Monday, 7 December 2009

Copenhagen climate summit: Ending deforestation key to stopping global warming

Protecting rainforests will be a central part of any climate change deal at Copenhagen.

By Louise Gray, Environment CorrespondentPublished: 8:00AM GMT 06 Dec 2009

Deforestation causes around fifth of greenhouse gas emissions every year, more than all the forms of air and surface transport combined.
This is because trees suck up carbon dioxide as they grow, so every time forests are chopped down it reduces the Earth’s ability to absorb the greenhouse gas.

Therefore if the world wants to reduce emissions, it must stop deforestation.
It is also a relatively easy way to reduce carbon dioxide, compared to the effort required in asking the world to stop driving cars and running factories.
The big question is how do you stop poor people in rainforest nations like Brazil, Indonesia and the Congo chopping down trees to feed their families.
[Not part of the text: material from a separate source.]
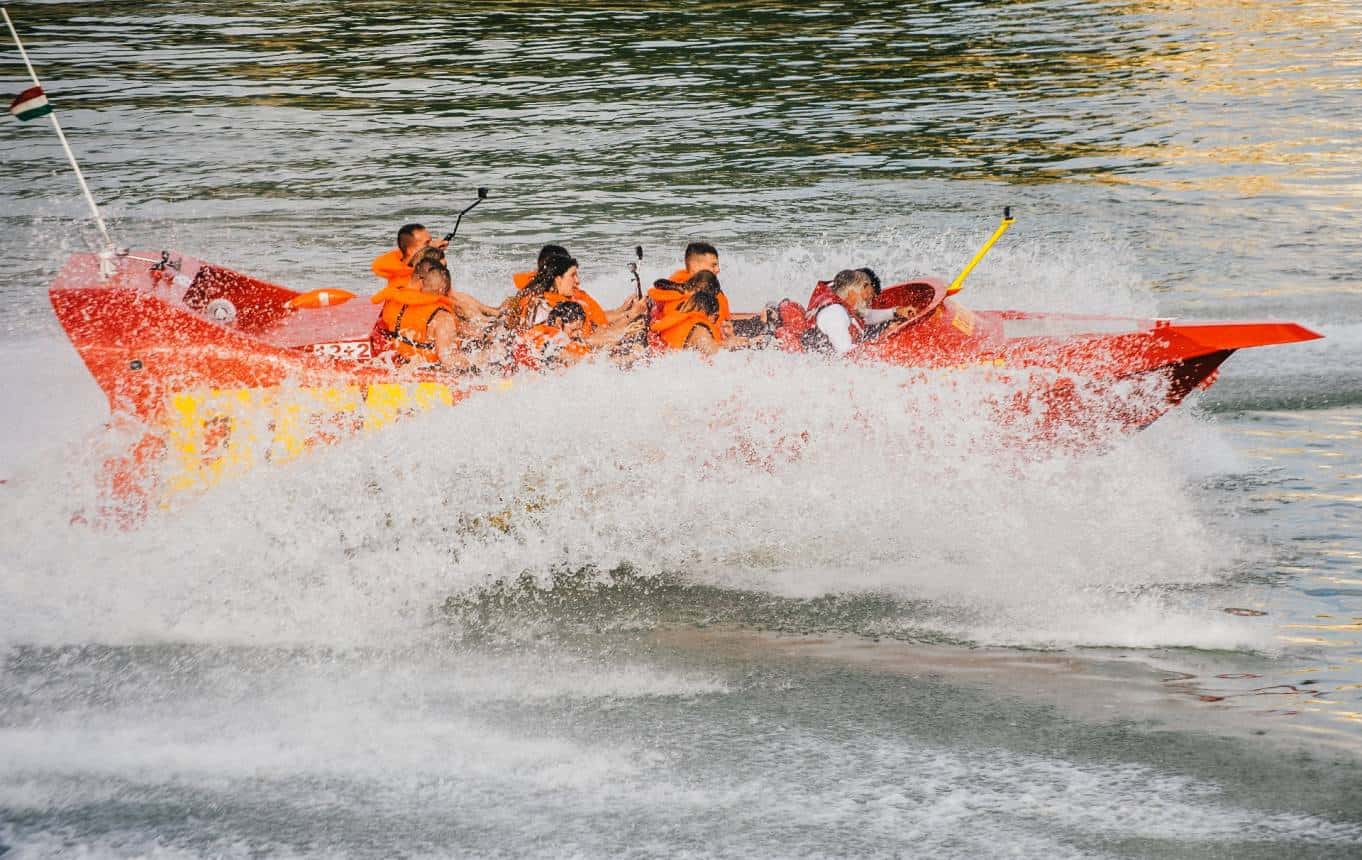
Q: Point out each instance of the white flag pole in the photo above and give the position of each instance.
(94, 207)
Or indeed to produce beef, palm oil and timber to export to countries like Britain.
The answer lies in an innovative scheme that would pay the poor countries not to chop down trees.
REDD or Reducing Emissions from Deforestation and Degradation (Redd) has been talked about for years but the summit at Copenhagen is the first opportunity to see it implemented on a global scale.
Richer countries would need to put forward money to set up the mechanisms such as a satellite monitoring service to ensure countries being paid not to chop down trees are keeping their promises. There will also need to be cash to help provide alternative incomes for people in and around the forests.
WWF is calling for funding of around £27 billion per year by 2020 to keep the forests standing.
The money could be raised by making forests part of the carbon markets. This would mean industries could pay to protect forests to offset some of their pollution. People could even buy ‘forest bonds’ that grow in value over time as polluting becomes more expensive.
However there are serious concerns. Many of the rainforest nations are dogged by corruption and there are fears that the could end up in the wrong hands. If the scheme is not set up correctly it is in danger of causing more deforestation because logging simply shifts elsewhere.
Indigenous people who rely on the forests need to have a say in how their homeland is managed but in many countries they are marginalised.
The Prince of Wales is leading the world in his fight to make sure trees are worth “more alive than dead”.
He points out that trees not only suck up carbon dioxide but provide ‘water services’ by regulating rainfall and ‘ecosystems services’ in maintaining wildlife.
“If we lose the battle against tropical deforestation, we lose the battle against climate change,” he warns.